During KubeCon EU the Mercedes Benz team presented their migration journey from Pod Security Policies to Validation Admission Policies to secure their 1000+ Kubernetes clusters. The solution was chosen in favour of Kyverno due to its improved performance.
According to Tobias Giese and Tjark Rasche, both platform engineers from Mercedes-Benz Tech Innovation, the company's platform was conceived as "self-service". Software development teams can commission or decommission Kubernetes clusters on demand, without considering any low-level operations.
The initial cluster implementation used Pod Security Policies to enforce security during runtime. The Kubernetes API server requests were secured through Open Policy Agent (which ran as a static pod manifest) in corroboration with the validating and authorisation webhooks.

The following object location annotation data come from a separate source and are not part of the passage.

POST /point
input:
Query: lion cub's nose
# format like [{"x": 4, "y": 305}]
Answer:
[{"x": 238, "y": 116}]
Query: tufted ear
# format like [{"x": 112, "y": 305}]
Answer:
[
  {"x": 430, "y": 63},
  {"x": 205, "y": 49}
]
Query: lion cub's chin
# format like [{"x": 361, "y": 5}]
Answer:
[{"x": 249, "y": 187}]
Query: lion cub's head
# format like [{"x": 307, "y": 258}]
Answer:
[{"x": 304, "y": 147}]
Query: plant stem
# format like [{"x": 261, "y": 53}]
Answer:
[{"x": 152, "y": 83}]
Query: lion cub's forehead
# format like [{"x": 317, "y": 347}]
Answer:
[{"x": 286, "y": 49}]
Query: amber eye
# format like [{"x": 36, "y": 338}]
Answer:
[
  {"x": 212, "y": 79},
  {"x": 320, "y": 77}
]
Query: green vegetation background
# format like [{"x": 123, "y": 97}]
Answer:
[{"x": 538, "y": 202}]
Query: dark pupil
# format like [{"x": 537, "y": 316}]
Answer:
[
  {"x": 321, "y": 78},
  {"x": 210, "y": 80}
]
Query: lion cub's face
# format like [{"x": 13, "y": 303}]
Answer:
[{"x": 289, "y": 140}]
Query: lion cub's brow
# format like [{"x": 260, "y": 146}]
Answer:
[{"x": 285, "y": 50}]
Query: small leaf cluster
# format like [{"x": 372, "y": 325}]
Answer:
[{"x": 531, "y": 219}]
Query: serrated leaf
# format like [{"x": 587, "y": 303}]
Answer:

Giese described this solution as "all-in-one" but confusing and "bug-prone".
Rasche enumerated the team’s requirements for a custom admission policy: It has to be very flexible in defining policies for multiple resources (Deployments, CronJobs, etc.), not only for Pods. It should also enable customers to use the desired tools seamlessly and allow resource mutation as "Kubernetes tends to have quite insecure defaults" (for example, the allowPrivilegeEscalation on a pod, which defaults to true).
Their migration wasn’t a straightforward journey: after initially trying Kyverno, a CNCF incubating project designed for policy management, they dismissed it as the API requests had response times of up to 11 seconds. This was twenty times slower than the performance of their initial solution. Nevertheless, they noted that the performance improved (in version 1.12.0) after one of their colleagues shared the benchmarks with the Kyverno maintainers (measured with Grafana’s k6). Regardless of the performance of their implementation, they mentioned the great developer experience of using Kyverno.
To move forward, they regrouped and decided to focus their efforts on three directions:
- Implementing all policies using the current setup in OPA
- Evaluate the performance of a custom controller proof-of-concept
- Improve the k6 load testing suite to be closer to real-world scenarios
Considering that the Kubernetes 1.26 release was approaching and they didn’t want to remain behind with more than one version, they decided to migrate the control plane from version 1.24 to 1.25, followed by a migration to version 1.26. In a further step, the migration of the worker nodes was done straight from 1.24 to 1.26.
During the migration they discovered the "holly grail" – Validating Admission Policies -- released as alpha in Kubernetes 1.26. The newly discovered feature promised to allow custom admission logic, and improved performance thanks to the in-memory Abstract Syntax Tree while not requiring additional controllers.
Rasche presented a basic admission policy pointing out that the validation expression is written using Common Expression Language (CEL) a new performant-focused programming language conceived for use on critical code paths.
He also pointed out that complex policies tend to become an "unreadable mess". After starting to write the policies by hand, they soon came to generate them via a simple Helm setup. A downside of the approach is its high dependence on the policies that will be enforced.
The mutation requirement was implemented through a custom controller. Giese pointed out that a new enhancement request will allow the mutation admission to be implemented similarly to validation. The feature might be available in version 1.31 of Kubernetes. Given that the validation admission policies feature was released just in version 1.26, they needed to use different implementations for each of the Kubernetes versions deployed:
- OPA with admission-controller (for both validation and mutation) for Kubernetes 1.25
- VAP and admission-controller (for mutation) for Kubernetes 1.26
After Kyverno 1.12.0 was released, they have redone the performance measurement comparing all mentioned solutions. They also point out that Kyverno currently supports VAP generation.
They concluded their presentation by sharing their lessons learned. First, policy benchmarking and a suite of end-to-end tests will allow quick iterations without sacrificing performance or quality. Second, they mentioned the caveat of maintaining sub-resources (like pods or ephemeral containers), especially when implementing custom controllers. Finally, they concluded that a Kubernetes-native implementation of policies is feasible even if it comes with the cost of being an early adopter.
Note: Validation admission policies reached beta status in Kubernetes version 1.28.